Tuesday, May 11, 2010

Horns by Joe Hill



I'm really struggling to come up with something clever to say on this one.

First, I loved it. I've been reading a lot lately, given that I no longer have access to video games or a TV, and most of the stuff coming across my desk have been slogs to get through. I breezed through Horns and I didn't want it to end.

Second, the themes of the book hit me at the right time. I broke up with my girlfriend of seven years within the past year and I'm currently at the "oh my god, why did I let her go" phase. This story is essentially The Crow, in that supernatural agency allows a wronged man to seek revenge, but unlike The Crow's ethereally perfect love, Ig's romance with poor doomed Merrin is much more fraught with doubt and discomfort and pain. She's murdered the night she dumps Ig in a bar and the conversation she has with him rings cruelly authentic. There's a bit where she accuses him of putting her on a pedestal and loving the image he's made of her rather than who she is as a person.

That stuff resonated with me because, unlike a lot of love stories in genre work, it resonated with authenticity. Hill has a real gift with chronicling realistically damaged relationships. I remember a line from Heart Shaped Box where Judas Coyne talked about staying up late at night so his girlfriend would be too tired to want sex. I've been to that level of dysfunction and I haven't seen it detailed with the same heartbreaking accuracy that Joe Hill brings. I dunno where he's been in his life, but you can't make that shit up.

I actually had some trouble with the twist, which essentially invalidated Merrin's previous behavior. I liked the difficulty and ambivalence of Ig's memories of Merrin and when it turned out that every decision she made was made out of love for Ig suddenly stripped the story of the emotional murkiness that I found so charming. Then again, I'm not exactly reading the story without baggage.
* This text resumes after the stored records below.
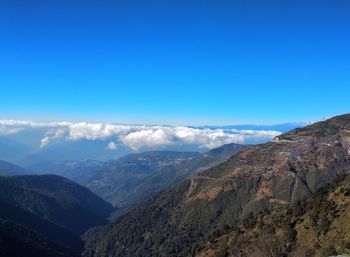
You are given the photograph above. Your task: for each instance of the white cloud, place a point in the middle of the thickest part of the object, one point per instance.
(112, 146)
(44, 141)
(139, 136)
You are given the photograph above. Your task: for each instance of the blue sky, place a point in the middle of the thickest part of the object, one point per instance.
(174, 62)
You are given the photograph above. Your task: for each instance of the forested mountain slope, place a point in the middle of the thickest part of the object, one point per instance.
(264, 177)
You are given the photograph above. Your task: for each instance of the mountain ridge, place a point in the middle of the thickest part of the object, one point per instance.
(266, 176)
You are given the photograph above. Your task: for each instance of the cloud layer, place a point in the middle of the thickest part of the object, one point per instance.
(138, 137)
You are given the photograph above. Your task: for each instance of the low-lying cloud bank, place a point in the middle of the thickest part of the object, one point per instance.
(137, 137)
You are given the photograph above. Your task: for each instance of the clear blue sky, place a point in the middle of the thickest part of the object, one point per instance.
(174, 62)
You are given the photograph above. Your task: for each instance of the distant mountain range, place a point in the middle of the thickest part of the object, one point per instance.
(288, 197)
(26, 143)
(184, 219)
(135, 177)
(9, 169)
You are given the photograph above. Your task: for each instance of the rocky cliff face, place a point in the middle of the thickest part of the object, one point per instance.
(295, 165)
(268, 176)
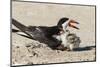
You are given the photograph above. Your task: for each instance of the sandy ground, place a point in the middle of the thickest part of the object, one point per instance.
(27, 51)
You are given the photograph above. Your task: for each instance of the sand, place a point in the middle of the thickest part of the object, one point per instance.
(27, 51)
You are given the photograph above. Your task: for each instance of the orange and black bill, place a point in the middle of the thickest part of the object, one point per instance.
(71, 22)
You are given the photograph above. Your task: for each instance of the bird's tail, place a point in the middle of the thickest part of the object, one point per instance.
(22, 27)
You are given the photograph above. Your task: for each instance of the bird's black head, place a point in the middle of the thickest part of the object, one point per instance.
(61, 21)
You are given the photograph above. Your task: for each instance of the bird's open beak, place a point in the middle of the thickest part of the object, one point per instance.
(71, 22)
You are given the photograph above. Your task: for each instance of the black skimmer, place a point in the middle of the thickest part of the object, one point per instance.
(45, 33)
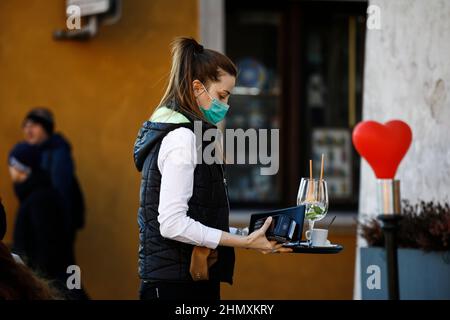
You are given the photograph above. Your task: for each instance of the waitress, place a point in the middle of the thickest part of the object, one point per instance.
(186, 248)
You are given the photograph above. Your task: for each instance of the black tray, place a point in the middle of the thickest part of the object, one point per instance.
(304, 248)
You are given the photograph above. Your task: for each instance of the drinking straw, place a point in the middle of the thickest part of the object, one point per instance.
(321, 168)
(331, 222)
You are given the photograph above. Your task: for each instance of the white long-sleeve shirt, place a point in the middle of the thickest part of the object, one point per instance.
(177, 161)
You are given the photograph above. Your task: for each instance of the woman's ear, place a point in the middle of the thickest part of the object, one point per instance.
(198, 87)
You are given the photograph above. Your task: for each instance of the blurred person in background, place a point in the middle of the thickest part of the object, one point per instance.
(17, 281)
(57, 160)
(40, 237)
(186, 248)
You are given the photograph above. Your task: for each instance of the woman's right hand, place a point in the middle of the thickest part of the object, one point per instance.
(257, 240)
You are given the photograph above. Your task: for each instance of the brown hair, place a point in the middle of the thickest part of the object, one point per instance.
(17, 282)
(190, 61)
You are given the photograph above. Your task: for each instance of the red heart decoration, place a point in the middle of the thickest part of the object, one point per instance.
(382, 145)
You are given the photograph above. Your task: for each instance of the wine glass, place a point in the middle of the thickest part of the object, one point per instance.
(314, 195)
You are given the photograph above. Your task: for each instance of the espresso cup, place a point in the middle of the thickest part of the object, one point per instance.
(317, 237)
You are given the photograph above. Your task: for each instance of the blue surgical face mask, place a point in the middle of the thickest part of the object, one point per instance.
(216, 111)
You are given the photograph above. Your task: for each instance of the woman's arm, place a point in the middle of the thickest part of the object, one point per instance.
(255, 240)
(176, 162)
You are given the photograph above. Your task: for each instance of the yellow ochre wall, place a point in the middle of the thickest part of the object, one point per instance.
(101, 91)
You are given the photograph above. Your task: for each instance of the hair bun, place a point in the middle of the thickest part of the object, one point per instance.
(199, 48)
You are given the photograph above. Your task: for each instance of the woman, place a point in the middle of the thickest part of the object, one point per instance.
(186, 248)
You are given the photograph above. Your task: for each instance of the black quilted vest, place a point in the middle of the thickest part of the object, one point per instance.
(162, 259)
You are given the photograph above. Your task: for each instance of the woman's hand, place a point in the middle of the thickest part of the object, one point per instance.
(257, 240)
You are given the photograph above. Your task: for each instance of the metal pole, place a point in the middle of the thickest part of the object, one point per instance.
(390, 209)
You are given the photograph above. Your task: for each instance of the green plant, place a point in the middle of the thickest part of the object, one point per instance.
(425, 225)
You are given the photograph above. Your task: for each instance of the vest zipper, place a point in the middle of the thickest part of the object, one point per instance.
(226, 187)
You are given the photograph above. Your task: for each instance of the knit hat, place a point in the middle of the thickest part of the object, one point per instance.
(41, 116)
(25, 157)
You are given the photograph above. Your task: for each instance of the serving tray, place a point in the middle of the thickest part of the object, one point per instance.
(303, 247)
One of the things that I really liked about the story was the way it was told from multiple angles. It's essentially a very small story between a couple of characters, but nature of Ig's powers allow the readers to see the crime from several points of view. At no point does the book feel padded, mostly due to the strength of the characterization. Hill has a great command of his character's point of view. Ig's lovestruck, self-loathing perspective on events is a million miles away from Lee Tourneau's selfish, sociopathic take on his crimes, and both are equally entertaining to follow.
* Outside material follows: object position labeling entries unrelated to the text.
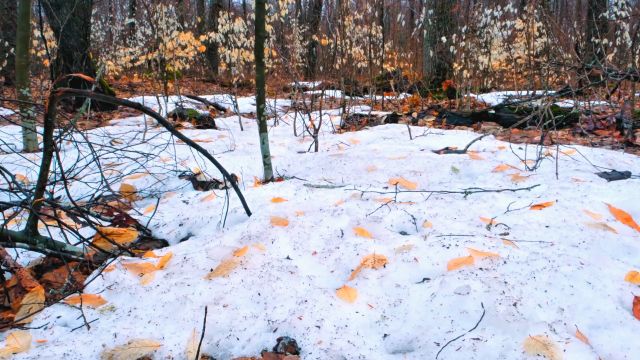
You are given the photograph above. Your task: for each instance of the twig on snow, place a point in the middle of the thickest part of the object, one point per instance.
(204, 328)
(470, 330)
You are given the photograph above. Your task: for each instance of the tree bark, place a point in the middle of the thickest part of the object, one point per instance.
(260, 39)
(23, 88)
(436, 58)
(597, 28)
(9, 13)
(314, 15)
(71, 25)
(212, 54)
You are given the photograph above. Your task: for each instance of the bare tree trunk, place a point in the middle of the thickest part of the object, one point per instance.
(213, 56)
(314, 15)
(438, 27)
(260, 39)
(71, 25)
(8, 18)
(597, 28)
(23, 88)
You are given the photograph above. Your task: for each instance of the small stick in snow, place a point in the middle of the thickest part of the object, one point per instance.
(456, 338)
(204, 328)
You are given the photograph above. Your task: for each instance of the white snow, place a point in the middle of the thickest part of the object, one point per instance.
(498, 97)
(562, 274)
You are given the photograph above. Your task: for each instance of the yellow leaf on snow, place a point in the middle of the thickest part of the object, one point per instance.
(541, 345)
(541, 206)
(89, 300)
(279, 221)
(192, 345)
(602, 226)
(633, 277)
(16, 342)
(481, 254)
(140, 268)
(133, 349)
(580, 336)
(457, 263)
(402, 182)
(623, 217)
(595, 216)
(241, 252)
(107, 236)
(347, 294)
(128, 192)
(223, 269)
(362, 232)
(31, 304)
(371, 261)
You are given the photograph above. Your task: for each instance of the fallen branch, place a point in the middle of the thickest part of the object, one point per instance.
(470, 330)
(207, 102)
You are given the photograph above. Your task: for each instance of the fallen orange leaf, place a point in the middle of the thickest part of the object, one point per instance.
(279, 221)
(501, 167)
(509, 242)
(223, 269)
(474, 156)
(602, 226)
(487, 221)
(633, 277)
(128, 192)
(140, 268)
(347, 294)
(624, 217)
(402, 182)
(371, 261)
(241, 251)
(149, 209)
(541, 206)
(516, 178)
(362, 232)
(164, 260)
(89, 300)
(457, 263)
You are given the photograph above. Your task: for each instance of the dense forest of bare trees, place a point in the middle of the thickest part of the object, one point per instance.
(477, 44)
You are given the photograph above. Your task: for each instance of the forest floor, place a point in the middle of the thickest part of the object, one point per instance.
(375, 247)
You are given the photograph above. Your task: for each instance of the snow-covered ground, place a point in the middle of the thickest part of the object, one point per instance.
(558, 269)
Finally, both of Hill's novels feature female characters who start out in the background but eventually come into their own. In Horns, it was the sad, damaged Glenna. I really liked her arc in the story. We know that she doesn't like herself much, that she's curvy but sees herself as fat and grotesque, and that she possesses a wounded beauty. She's one of the invisible people of the story and my heart went out to her.
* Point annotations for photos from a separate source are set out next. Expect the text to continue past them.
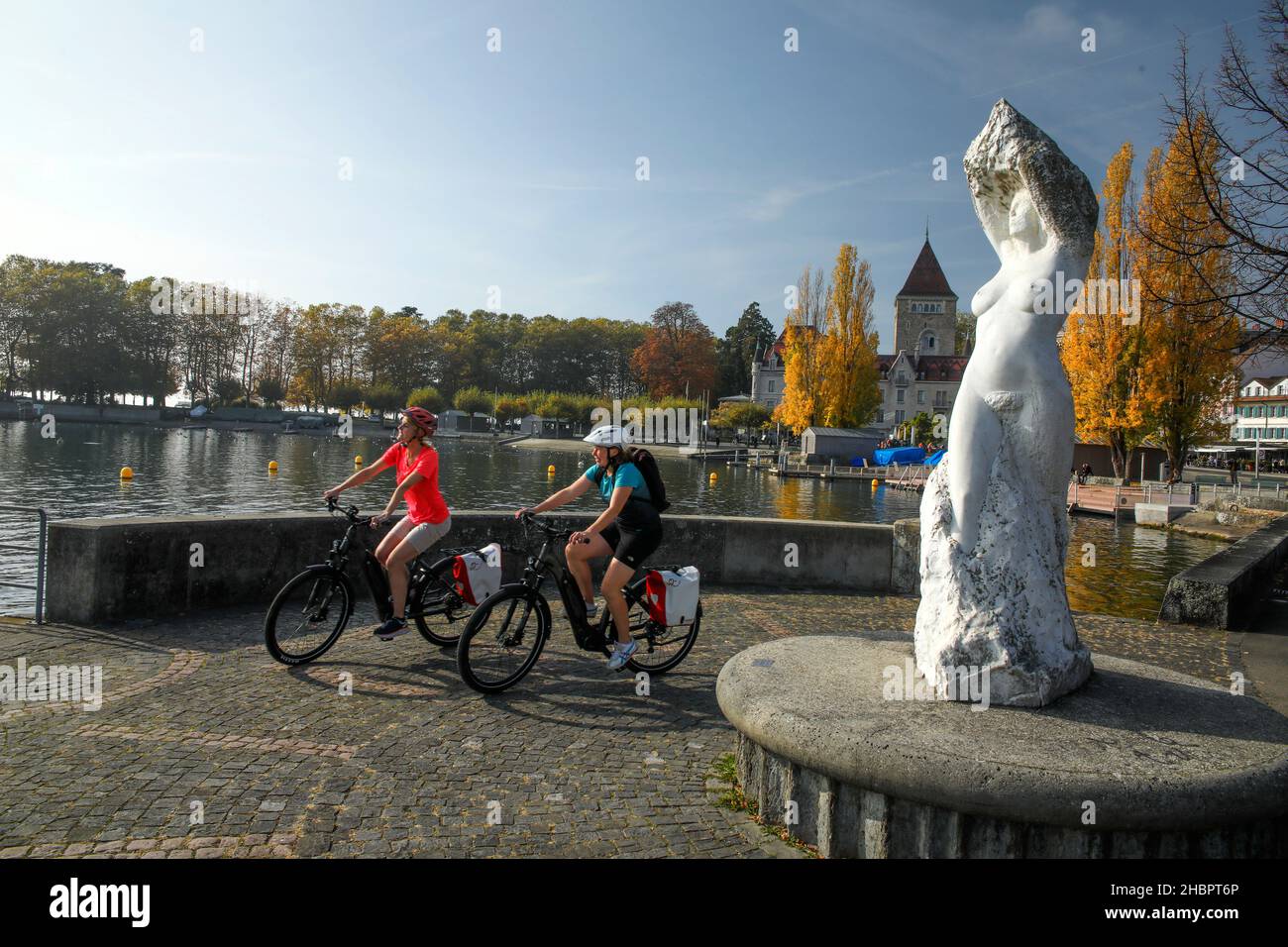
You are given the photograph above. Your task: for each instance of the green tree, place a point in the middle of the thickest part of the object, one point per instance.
(428, 398)
(964, 338)
(227, 390)
(743, 341)
(344, 395)
(270, 390)
(739, 414)
(679, 354)
(511, 406)
(473, 401)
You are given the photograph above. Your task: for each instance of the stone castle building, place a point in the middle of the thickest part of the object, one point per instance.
(922, 373)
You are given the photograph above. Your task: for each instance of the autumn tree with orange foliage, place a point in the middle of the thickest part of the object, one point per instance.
(1102, 347)
(678, 356)
(1190, 331)
(803, 350)
(850, 390)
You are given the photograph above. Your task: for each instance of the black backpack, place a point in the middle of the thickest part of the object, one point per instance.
(647, 466)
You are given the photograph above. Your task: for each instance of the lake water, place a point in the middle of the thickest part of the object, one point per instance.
(211, 472)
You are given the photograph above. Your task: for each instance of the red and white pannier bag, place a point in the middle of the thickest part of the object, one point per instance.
(671, 598)
(477, 575)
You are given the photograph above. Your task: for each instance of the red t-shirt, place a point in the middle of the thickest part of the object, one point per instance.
(424, 502)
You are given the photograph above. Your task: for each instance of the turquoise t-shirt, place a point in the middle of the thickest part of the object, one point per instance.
(627, 475)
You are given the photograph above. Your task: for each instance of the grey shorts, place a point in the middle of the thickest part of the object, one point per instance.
(421, 536)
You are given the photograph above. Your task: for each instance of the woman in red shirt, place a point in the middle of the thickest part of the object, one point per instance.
(428, 518)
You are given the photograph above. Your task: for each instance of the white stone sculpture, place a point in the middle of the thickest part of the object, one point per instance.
(993, 521)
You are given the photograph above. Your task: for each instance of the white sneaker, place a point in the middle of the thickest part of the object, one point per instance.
(621, 655)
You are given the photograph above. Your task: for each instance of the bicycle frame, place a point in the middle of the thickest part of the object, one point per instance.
(375, 574)
(550, 564)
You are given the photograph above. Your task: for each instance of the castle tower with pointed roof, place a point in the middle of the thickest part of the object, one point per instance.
(925, 311)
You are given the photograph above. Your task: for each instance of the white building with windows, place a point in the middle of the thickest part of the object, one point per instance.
(923, 373)
(768, 372)
(1261, 411)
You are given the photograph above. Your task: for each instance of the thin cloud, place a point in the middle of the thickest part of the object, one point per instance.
(777, 201)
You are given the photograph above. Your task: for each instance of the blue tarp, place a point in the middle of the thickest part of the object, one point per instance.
(898, 455)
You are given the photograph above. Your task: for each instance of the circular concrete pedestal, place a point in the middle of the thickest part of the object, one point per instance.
(1140, 762)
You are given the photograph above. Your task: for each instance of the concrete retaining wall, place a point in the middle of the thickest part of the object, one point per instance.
(111, 570)
(1225, 589)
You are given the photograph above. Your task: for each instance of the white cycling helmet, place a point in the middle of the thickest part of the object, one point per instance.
(606, 436)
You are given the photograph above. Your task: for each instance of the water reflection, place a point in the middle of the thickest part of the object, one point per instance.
(210, 472)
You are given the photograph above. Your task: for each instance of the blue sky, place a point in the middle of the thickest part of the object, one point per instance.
(516, 169)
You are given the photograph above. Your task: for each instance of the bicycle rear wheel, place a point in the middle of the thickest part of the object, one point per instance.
(307, 617)
(658, 648)
(438, 611)
(502, 639)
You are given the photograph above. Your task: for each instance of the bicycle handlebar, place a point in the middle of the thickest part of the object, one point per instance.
(351, 513)
(529, 518)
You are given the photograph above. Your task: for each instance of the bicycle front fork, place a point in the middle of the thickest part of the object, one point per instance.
(377, 579)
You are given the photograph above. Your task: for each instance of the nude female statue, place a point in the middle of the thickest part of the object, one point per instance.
(1014, 376)
(993, 525)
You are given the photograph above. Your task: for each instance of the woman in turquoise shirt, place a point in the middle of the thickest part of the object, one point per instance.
(630, 530)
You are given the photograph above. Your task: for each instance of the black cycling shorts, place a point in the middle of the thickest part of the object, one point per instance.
(632, 545)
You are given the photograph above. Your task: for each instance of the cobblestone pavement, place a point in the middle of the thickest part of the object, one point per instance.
(205, 746)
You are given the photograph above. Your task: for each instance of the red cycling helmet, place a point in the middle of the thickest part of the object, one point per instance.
(421, 418)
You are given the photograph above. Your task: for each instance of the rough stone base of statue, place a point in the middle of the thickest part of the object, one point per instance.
(840, 742)
(1003, 607)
Maybe it's my love of superhero stories, but I really dug Ig's transformation into a pitchfork-wielding, red skinned devil. It's a compelling image for a character and it has the same nifty internal logic of a good comic book story.

I even dug his powers, which compel people to confess their darkest secrets to him. I was originally a little iffy on this aspect of the story because I was worried it would turn into yet another variation of the same old "people are shits deep down" that I've gotten bored with before, but the characters in Ig's world are all interconnected, and you see the effect of one person's secret spill over into another. Their deepest, most unspoken thoughts are especially vicious given that almost every character in the book believe Ig murdered Merrin, which deepens our sympathy for him as we see how much of an outcast he's become. The scene with the waitress who originally reported Ig to the police is especially amusing because we find out just how messed up he is. I could have easily read an entire novel where Ig goes around getting confessions from people. Reading the story in my wretched, misbegotten state, I couldn't help but wish I could use this power on my ex and figure out exactly what she felt about me, but I doubt I would have liked the answers.

Ig's powers grow to a point where he can start tempting people to act on their secret desires. He almost seems like he's going to walk the path of damnation, especially given the shocking and slightly out-of-character scene where he nearly kills his grandmother after she confesses her hatred of him. Instead, this devil turns out to possess some decency, and spends the rest of the story walking a brutal road to redemption, one that involves him using Morse code, finding a tree house, getting set on fire, wearing a blue skirt, and discovering an aversion to the crucifixes of dead ex-girlfriends. As the story went along, I discovered that I really didn't care how he got all these cool powers, but the explanation cooked up at the end is both lyrical and strangely satisfying.



I can't recommend this book highly enough. I liked it more than Heart Shaped Box and I foresee a future where Joe Hill is a big cheese in genre fiction. You can read a really good interview with him here, along with a pretty good review of it from the AV Club.

This was one of those books that came along at the right time in my life. The themes of lost love and alienation really resonated with me. I sometimes wish I could find the Tree House of the Mind, with it's strange votive candles and cheerful proprietor. There's a lot of trees in this city. Maybe it will appear for me when it's needed.